Im so gld the doggers finally got there own forum. NOW HERES THE DOWNSIDE EVERYONE..... Im Moving to South Dakota next month. I am having to get rid of all my hunting stuff due to there not being hogs where i am going but it will be ok. I think im gone pick up the sport of shooting parie dogs. hahaha. thats what they do up there for fun. sorrry for changing the subject but i figured id let yall know.


----------



## Jester896 (Oct 12, 2010)

wpoolxj said:


> Im so gld the doggers finally got there own forum. NOW HERES THE DOWNSIDE EVERYONE..... Im Moving to South Dakota next month. I am having to get rid of all my hunting stuff due to there not being hogs where i am going but it will be ok. I think im gone pick up the sport of shooting parie dogs. hahaha. thats what they do up there for fun. sorrry for changing the subject but i figured id let yall know.
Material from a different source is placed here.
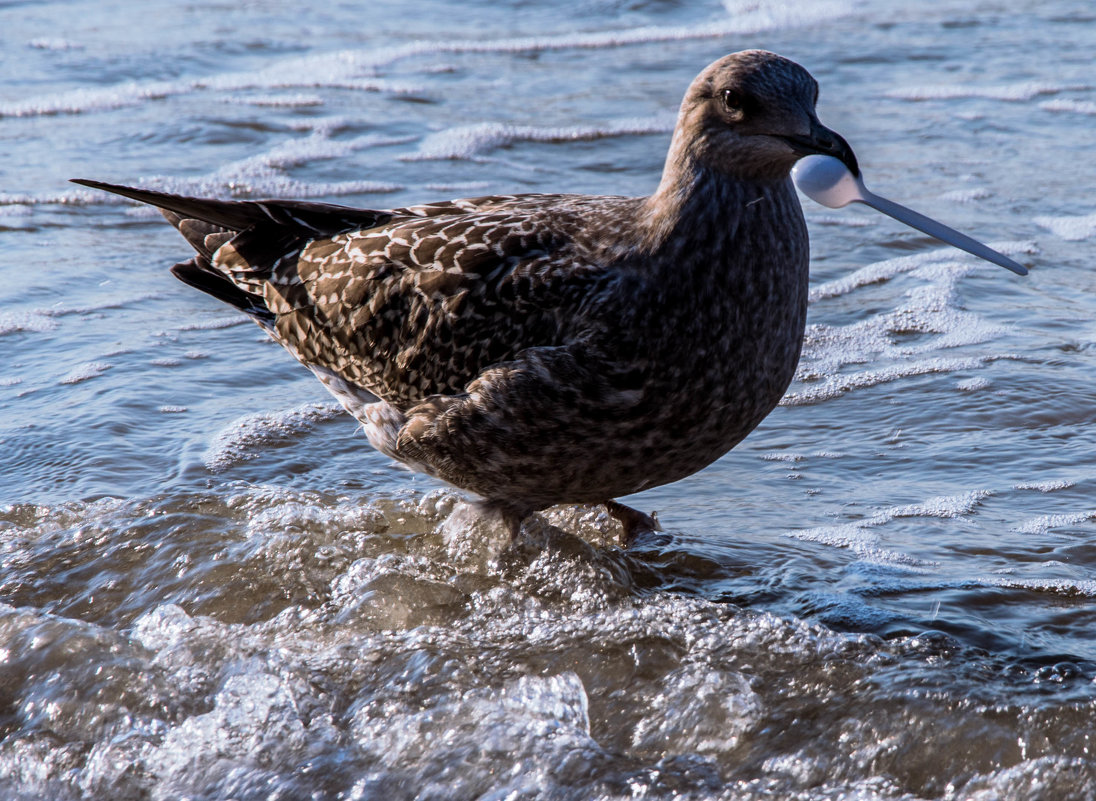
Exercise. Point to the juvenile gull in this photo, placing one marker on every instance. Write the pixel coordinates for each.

sorry to hear that...but if that's all we have to give up to get our own forum...thanks for takin one for the team

PM me a list of what you want to get rid of...i got some prarie dog stuff..maybe we can trade...i hear .204 is great and a 7mm just splatters um


----------



## FIND and CATCH (Oct 12, 2010)

wpoolxj said:


> Im so gld the doggers finally got there own forum. NOW HERES THE DOWNSIDE EVERYONE..... Im Moving to South Dakota next month. I am having to get rid of all my hunting stuff due to there not being hogs where i am going but it will be ok. I think im gone pick up the sport of shooting parie dogs. hahaha. thats what they do up there for fun. sorrry for changing the subject but i figured id let yall know.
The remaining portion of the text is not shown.